Questa seconda ipotesi sembra più aderente alla realtà, osservando la quale emergono alcuni dati di fatto dai quali non sembra corretto prescindere. L’ente ospedaliero si presenta come una struttura complessa, caratterizzata certo dalla presenza al suo interno di medici dipendenti e di altri operatori in senso lato sanitari, ma anche dalla consistenza di una struttura organizzativa e amministrativa particolare, nonché dalla predisposizione di un apparato strumentale di rilievo. Non può mancare un ulteriore considerazione, ovverosia quella stimolata dalla c.d. spersonalizzazione della prestazione sanitaria all’interno della struttura. Invero il paziente non si rivolge direttamente all’uno o all’altro specialista, ma si rivolge alla struttura, che di volta in volta, in ossequio alle sue esigenze organizzative, indirizza il paziente verso lo specialista che in concreto è possibile individuare.
Ciò non di meno la prestazione, che lo specialista in concreto attivato presta, è sempre e comunque una prestazione d’opera assimilabile a quella del medico autonomo, e sembra corretto mantenerne perciò stesso fermi i principi di valutazione in punto di diligenza.

Pertanto individuare la prestazione dell’ente come prestazione complessa, che nei rapporti che ci interessano assume la forma di un contratto atipico come è stato ricordato in precedenza, pare essere l’ipotesi interpretativa sulla scorta della quale esaminare la materia.
Quanto alla configurazione dei rapporti tra Unità sanitaria locale (ormai A.s.l.) e medici dipendenti, in punto di riferibilità alla prima dei comportamenti dannosi posti in essere dai secondi, è il caso di rilevare  la possibilità di configurare in modo triplice il rapporto che si instaura tra paziente ed ente ospedaliero.
Le ipotesi interpretative vanno dall’inquadramento, in materia di responsabilità contrattuale, ai sensi dell’art. 1228 cod. civ., nella disciplina della responsabilità per fatto degli ausiliari, a quello, in materia di responsabilità aquiliana, nella disciplina della responsabilità dei padroni e dei committenti, ai sensi dell’art. 2049 cod. civ., per arrivare all’affermazione della responsabilità diretta nel segno della c.d. immedesimazione organica  dell’ente, gestore di un servizio pubblico sanitario, con i suoi dipendenti. Quest’ultima posizione trova maggiori consensi in giurisprudenza, conoscendo articolate applicazioni ad opera della Suprema Corte di Cassazione.

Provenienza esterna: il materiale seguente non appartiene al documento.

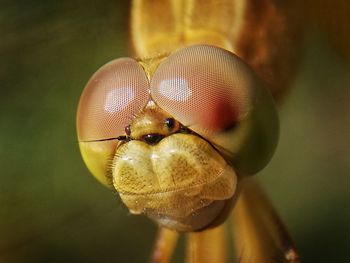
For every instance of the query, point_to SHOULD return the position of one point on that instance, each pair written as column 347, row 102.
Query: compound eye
column 205, row 88
column 113, row 95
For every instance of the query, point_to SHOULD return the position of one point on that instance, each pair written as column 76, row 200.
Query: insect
column 179, row 131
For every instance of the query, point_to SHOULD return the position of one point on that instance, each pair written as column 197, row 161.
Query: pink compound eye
column 113, row 95
column 204, row 87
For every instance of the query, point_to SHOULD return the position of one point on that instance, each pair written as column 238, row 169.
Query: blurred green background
column 53, row 210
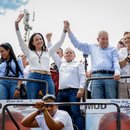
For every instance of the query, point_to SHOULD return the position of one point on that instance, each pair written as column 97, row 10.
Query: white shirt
column 71, row 74
column 123, row 53
column 32, row 56
column 61, row 116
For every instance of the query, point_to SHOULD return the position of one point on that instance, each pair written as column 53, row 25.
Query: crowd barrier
column 5, row 107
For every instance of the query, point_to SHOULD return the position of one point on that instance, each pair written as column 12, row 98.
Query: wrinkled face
column 127, row 39
column 51, row 108
column 38, row 42
column 69, row 55
column 4, row 53
column 103, row 40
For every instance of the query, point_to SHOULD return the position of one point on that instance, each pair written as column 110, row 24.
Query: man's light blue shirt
column 101, row 58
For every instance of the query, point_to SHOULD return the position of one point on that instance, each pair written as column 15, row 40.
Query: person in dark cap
column 48, row 117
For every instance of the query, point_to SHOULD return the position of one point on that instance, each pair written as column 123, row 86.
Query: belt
column 103, row 72
column 40, row 72
column 67, row 89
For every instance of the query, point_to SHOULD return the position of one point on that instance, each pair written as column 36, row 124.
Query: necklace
column 39, row 56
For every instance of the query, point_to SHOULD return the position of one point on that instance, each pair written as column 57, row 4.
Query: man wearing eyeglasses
column 104, row 64
column 124, row 61
column 48, row 117
column 72, row 80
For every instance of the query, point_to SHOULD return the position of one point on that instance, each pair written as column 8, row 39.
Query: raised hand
column 66, row 26
column 48, row 36
column 19, row 18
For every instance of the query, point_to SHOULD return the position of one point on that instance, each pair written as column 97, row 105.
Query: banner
column 97, row 117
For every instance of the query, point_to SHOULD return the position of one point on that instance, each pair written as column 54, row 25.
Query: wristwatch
column 18, row 87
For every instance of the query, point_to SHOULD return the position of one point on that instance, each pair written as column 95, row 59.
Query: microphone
column 85, row 56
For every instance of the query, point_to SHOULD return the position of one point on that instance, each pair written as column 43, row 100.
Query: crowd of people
column 66, row 78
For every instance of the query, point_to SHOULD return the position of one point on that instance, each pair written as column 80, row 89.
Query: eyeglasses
column 69, row 52
column 121, row 42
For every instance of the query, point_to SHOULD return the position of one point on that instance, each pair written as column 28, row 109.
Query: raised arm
column 53, row 48
column 84, row 47
column 22, row 43
column 55, row 56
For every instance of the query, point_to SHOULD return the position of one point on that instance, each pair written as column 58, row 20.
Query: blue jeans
column 34, row 87
column 73, row 110
column 7, row 89
column 104, row 89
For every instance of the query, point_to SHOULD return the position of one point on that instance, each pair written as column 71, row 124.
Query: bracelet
column 127, row 59
column 64, row 31
column 16, row 26
column 38, row 112
column 17, row 88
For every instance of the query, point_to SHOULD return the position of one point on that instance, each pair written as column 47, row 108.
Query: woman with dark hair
column 39, row 58
column 9, row 67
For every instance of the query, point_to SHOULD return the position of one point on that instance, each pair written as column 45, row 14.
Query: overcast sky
column 87, row 18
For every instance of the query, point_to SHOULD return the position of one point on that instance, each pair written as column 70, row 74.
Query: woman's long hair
column 32, row 47
column 7, row 46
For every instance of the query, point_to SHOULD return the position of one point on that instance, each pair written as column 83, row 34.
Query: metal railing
column 24, row 79
column 118, row 124
column 100, row 78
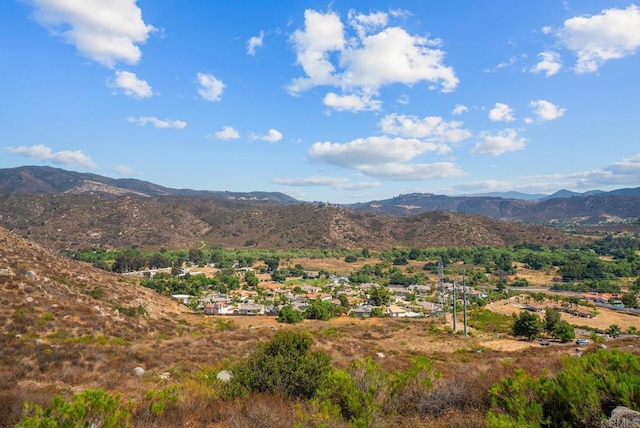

Su tali basi si afferma pertanto la concorrenza della responsabilità dell’ente con quella dei medici suoi dipendenti, nelle forme che si sono illustrate brevemente in precedenza.
La prospettiva muta solo parzialmente se si passi ad analizzare il tema nei confronti della struttura privata. Infatti in tale evenienza la responsabilità del sanitario non è mai diretta , come accade se si accoglie il principio della c.d. immedesimazione organica propugnato da certa giurisprudenza della Suprema Corte di Cassazione, ma da valutarsi come di consueto, ai sensi dell’art. 1228 cod. civ., sotto il profilo della responsabilità contrattuale, nonché, ai sensi dell’art. 2049 cod. civ.,  sotto quello della responsabilità extracontrattuale.